The Giver, played by Jeff Bridges, appears to be a grumpy old man, but of course we learn over time what has made him so annoyed with the otherwise seemingly idyllic Community life. The scenes between him and Jonas are short but powerful, with the overarching theme being that mankind is much better off being more informed than being less informed, and that resistance to power and authority can achieve a great deal, not least of which is the liberation of the spirit and the affirmation of courage. These messages are underscored by Marco Beltrami’s uplifting music on the soundtrack, and although some may see this as pure heavy-handedness, there is unmistakable food for thought.
However, the screenplay has its weak spots, as for example we see Jonas and the Giver walking around the Community, under constant surveillance, talking about the possibilities of human existence if people were only allowed to think and act outside the box; but when Jonas meets with the Chief Elder (Meryl Streep), who is growing doubtful that the Giver can be trusted and asks Jonas what they have been up to, she seems to accept his description of their wordless meetings as truthful.

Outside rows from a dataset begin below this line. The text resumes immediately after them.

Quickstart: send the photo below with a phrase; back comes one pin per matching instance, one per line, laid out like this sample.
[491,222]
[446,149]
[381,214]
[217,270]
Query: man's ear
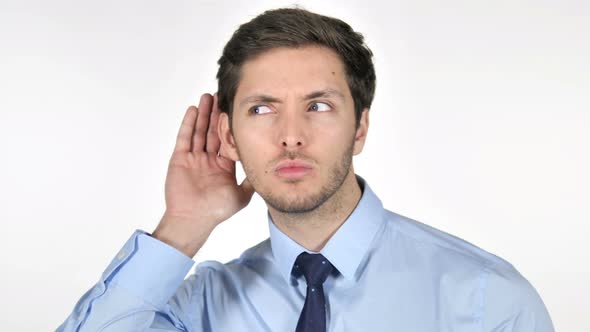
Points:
[228,145]
[361,133]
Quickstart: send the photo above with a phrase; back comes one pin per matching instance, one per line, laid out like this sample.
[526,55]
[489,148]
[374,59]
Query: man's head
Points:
[294,28]
[295,87]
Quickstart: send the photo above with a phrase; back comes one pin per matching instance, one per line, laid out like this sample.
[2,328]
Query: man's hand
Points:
[201,185]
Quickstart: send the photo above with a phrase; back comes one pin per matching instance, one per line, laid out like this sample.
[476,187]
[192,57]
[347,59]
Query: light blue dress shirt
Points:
[395,274]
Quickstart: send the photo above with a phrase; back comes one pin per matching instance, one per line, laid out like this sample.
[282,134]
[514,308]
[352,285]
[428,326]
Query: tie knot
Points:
[315,268]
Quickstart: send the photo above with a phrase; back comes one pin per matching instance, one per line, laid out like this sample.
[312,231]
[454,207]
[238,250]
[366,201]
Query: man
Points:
[293,103]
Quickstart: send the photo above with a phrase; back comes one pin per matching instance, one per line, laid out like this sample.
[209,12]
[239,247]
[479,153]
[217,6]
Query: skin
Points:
[321,131]
[287,123]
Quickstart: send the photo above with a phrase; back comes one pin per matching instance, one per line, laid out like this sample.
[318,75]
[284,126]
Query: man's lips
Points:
[292,169]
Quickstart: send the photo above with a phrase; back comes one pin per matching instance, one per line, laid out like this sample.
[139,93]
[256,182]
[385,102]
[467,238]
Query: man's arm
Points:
[511,304]
[136,291]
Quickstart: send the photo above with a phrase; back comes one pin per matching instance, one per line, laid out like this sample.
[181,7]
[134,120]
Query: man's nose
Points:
[293,128]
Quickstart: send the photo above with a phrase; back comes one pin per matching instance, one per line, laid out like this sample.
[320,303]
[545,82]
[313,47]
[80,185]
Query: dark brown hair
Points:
[296,27]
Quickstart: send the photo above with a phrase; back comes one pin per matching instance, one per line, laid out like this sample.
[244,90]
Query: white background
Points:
[479,127]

Based on the film alone, it is also difficult to understand why Jonas is allowed to roam freely and share his newfound knowledge with the people around him, easily upsetting the generations-old rules and customs of the Community and causing damage to the carefully choreographed implementation of the Elders’ vision. Perhaps such details are clarified in the book, but unfortunately the screenplay lacks such important clarifications. The Giver also relies on too many coincidences, especially toward the end, and one of the final scenes in particular, which mirrors a hallucination or a fantasy from earlier, simply doesn’t have any logical reason to be included here.
For all its faults, however, the film’s insistence that people should be allowed to make their own decisions — even if these turn out not to be in their best interest — is one that most viewers will strongly sympathize with, even though using young characters to make this point is not exactly the most creative approach. Bridges, who also served as producer, is simply exceptional as the sage who has to keep the joy and the sadness that complete freedom leads to bottled up inside, and much of our emotional investment depends on and follows from his very skilled balance between being a teacher and an accomplice.
The film’s use of apples clearly draws a parallel with the first story in the Bible, and the advent of color in the buttoned-up black-and-white world calls to mind Pleasantville, but despite the compelling scenes with Bridges, The Giver too often lacks the passion or the depth to make it a truly memorable film.